Bonjour, je veux relancer la discussion pour permettre le bot LinguaLibre d'ajouter des audio sur shy.wiktionary.org . je suis le seul admin de ce projet. je peux vous aider pour l'algorithme des pages, si vous n'êtes pas contre. merci d'avance.--Reda Kerbouche (talk) 12:48, 2 July 2021 (UTC)
- Salut Reda Kerbouche : on est train de réfléchir comment prendre en charge au mieux les différents Wiktionnaires. Si vais essayer de me motiver pour proposer quelque chose durant l'été. Pamputt (talk) 12:54, 2 July 2021 (UTC)
- Bonjour Reda ! Je suis le dresseur du bot. Il faut remplir le formulaire dans LL:Bot pour que l'on ai les renseignements de base. Et d'ici à la fin de l'été, nous devrions avoir quelque chose de fonctionnel. --Poslovitch (talk) 14:02, 2 July 2021 (UTC)

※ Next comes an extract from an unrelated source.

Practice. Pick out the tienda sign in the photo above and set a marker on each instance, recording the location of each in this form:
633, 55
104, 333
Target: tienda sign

Salut Poslovitch et Yug normalement Pamputt vous a transmis toutes les informations nécessaire. Pamputt a même fait une demande pour avoir le statut de Bot dans le wiktionnaire en Chaoui. et je viens de créer la page d'utilisateur du bot, que vous pouvez modifier comme vous voulez. S'il y a de nouveau tenez-moi au courant, surtout pour le test du bot amicalement--Reda Kerbouche (talk) 14:45, 6 August 2021 (UTC)
Extracting Words
Hello, in the last days I have watched the Videos about the Annual Plan 2021/2022 and after that I have thinked about if it is helpful to use the words that where mentioned in the videos extract them and add them as files to Wikimedia Commons. From my point of view it is useful. It were a chance to get a lot of words in a short time. What do you think about that. Is it something that is helpful or not.--Hogü-456 (talk) 19:04, 27 July 2021 (UTC)
- Hogü-456 welcome, Can you share with us the webpage or material you think about via a link ? So we can see better what you are talking about.
- If you want to extract unique words from text, we already have some scripts to extract lists from raw text or to extract unique words from wikipages. Yug (talk) 14:18, 28 July 2021 (UTC)
Mass deletion
Hi, can you delete all recordings from 12:55 on the 5 June 2021 I made, I recorded them in the wrong language. See here. Thanks! Berrely (talk) 10:42, 2 August 2021 (UTC)
- Hi Berrely, for now I have listed the recordings here. Currently, I am developing a bot that will fix massively such issues. I hope it will be finished before the end of August. Could you confirm that the "correct" language is Farsi (instead of English)? Pamputt (talk) 11:10, 2 August 2021 (UTC)
- Pamputt yes the correct language is Farsi, not English. I already deleted the files from Commons, and intend to rerecord them. Berrely (talk) 13:21, 14 August 2021 (UTC)